Analogue cable television will become obsolete in India in three years time, with the government deciding to promulgate an ordinance to make the digitalisation of cable services mandatory by 2014.

On Thursday, the Union Cabinet approved the Information and Broadcasting Ministry’s proposal to promulgate the Digitalisation of Analogue Cable Systems Ordinance.

"The Cabinet has sent the proposal to the President. I cannot comment anymore on it as it is now being considered by the President," I&B Minister Ambika Soni told reporters after the Cabinet meeting.

The shift would mean that all customers must have a set top box whether they want to receive free-to-air or pay channels. They will be able to watch high quality channels of their choice on an a la carte basis, and are likely to have access to internet and telephone through the same digital cable. Broadcasters may be able to generate more revenue directly from subscribers, and thus reduce their dependence on TRPs and advertisers.

The ordinance aims at complete digitalisation of cable television in the four metros by March 31, 2012. The next target will be cities with over 10 lakh population. By the end of 2014, the entire country is expected to have phased out analogue cable TV.

India is thus becoming part of a global transition towards digitalisation.

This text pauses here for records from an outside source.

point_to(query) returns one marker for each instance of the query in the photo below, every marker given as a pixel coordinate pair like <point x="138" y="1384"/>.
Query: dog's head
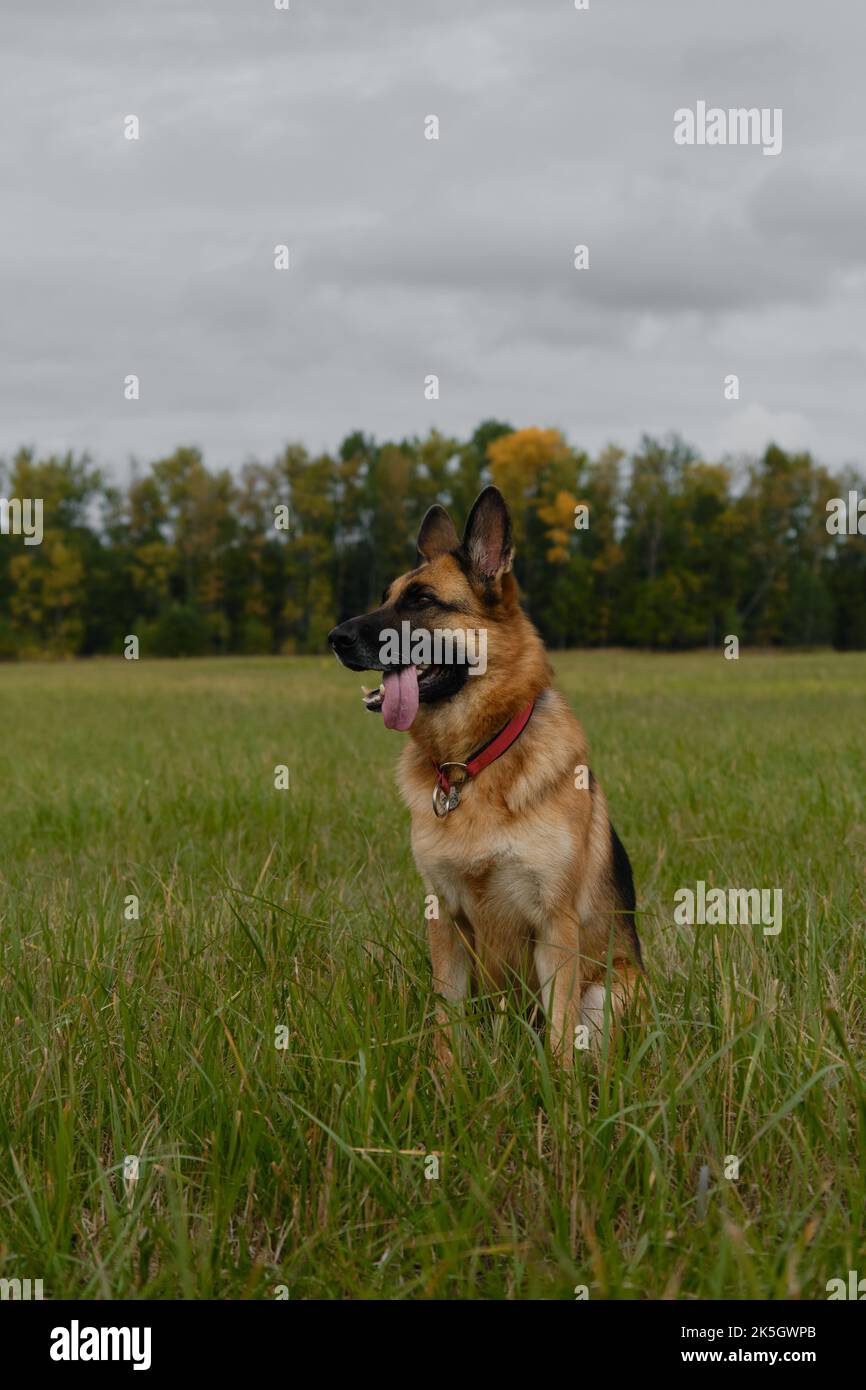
<point x="438" y="628"/>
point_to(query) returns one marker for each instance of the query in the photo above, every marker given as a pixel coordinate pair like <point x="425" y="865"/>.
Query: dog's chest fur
<point x="510" y="854"/>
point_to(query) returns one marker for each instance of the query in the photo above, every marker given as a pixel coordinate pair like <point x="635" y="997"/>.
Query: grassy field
<point x="306" y="1166"/>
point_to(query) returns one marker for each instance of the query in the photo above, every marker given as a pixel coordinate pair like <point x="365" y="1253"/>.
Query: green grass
<point x="262" y="1166"/>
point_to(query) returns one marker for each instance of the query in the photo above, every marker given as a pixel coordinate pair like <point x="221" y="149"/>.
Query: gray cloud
<point x="413" y="256"/>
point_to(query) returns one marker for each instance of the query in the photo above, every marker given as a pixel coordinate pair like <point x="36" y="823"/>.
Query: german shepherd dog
<point x="531" y="879"/>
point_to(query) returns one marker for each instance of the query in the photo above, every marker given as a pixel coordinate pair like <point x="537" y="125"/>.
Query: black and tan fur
<point x="531" y="879"/>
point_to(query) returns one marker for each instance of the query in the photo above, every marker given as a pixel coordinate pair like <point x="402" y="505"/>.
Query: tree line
<point x="658" y="548"/>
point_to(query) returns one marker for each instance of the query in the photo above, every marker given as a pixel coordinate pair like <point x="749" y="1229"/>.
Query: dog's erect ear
<point x="488" y="535"/>
<point x="437" y="534"/>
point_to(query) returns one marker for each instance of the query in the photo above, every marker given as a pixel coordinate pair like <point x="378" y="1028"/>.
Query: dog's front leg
<point x="558" y="969"/>
<point x="451" y="973"/>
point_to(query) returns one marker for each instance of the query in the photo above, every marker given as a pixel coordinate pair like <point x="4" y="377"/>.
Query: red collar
<point x="488" y="752"/>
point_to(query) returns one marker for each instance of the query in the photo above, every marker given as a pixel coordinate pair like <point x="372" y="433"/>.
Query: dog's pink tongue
<point x="401" y="698"/>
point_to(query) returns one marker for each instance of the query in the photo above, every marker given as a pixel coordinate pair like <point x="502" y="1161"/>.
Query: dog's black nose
<point x="342" y="638"/>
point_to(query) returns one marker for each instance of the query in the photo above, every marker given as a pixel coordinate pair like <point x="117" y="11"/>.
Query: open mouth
<point x="401" y="692"/>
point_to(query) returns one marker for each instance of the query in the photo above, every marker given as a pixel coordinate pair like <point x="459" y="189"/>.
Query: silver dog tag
<point x="445" y="801"/>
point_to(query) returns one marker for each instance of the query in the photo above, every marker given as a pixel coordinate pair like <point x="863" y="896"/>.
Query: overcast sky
<point x="412" y="256"/>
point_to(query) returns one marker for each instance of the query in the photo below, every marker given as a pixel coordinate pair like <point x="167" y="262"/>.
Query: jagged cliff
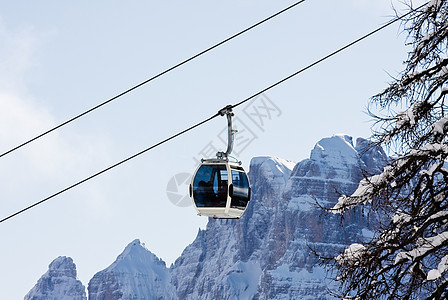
<point x="265" y="254"/>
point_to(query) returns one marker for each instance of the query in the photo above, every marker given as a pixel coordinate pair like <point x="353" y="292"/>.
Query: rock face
<point x="59" y="283"/>
<point x="265" y="254"/>
<point x="136" y="274"/>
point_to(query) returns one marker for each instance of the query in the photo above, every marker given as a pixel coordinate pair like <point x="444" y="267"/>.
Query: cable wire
<point x="152" y="78"/>
<point x="210" y="118"/>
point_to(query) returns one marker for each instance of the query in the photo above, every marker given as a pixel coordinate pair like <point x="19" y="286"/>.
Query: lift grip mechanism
<point x="227" y="111"/>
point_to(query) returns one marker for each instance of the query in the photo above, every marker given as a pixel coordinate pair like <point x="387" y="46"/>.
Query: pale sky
<point x="62" y="58"/>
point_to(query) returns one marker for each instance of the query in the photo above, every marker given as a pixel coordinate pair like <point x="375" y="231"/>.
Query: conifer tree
<point x="408" y="256"/>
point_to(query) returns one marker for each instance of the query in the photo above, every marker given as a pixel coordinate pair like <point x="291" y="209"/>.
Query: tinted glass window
<point x="240" y="190"/>
<point x="210" y="186"/>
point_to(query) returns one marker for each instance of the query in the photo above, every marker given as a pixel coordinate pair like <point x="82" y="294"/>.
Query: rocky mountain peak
<point x="58" y="283"/>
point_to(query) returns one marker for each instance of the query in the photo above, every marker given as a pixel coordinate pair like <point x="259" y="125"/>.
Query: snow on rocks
<point x="353" y="253"/>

While the U.S. completed its shift in 2009, China has given itself a deadline of 2015 to phase out anologue transmission.

The government is following through on the recommendations made by the Telecom Regulatory Authority of India in August 2010. "The capacity crunch and the non-addressable nature of analogue cable TV systems is coming in the way of orderly growth of the cable TV sector in India," said TRAI.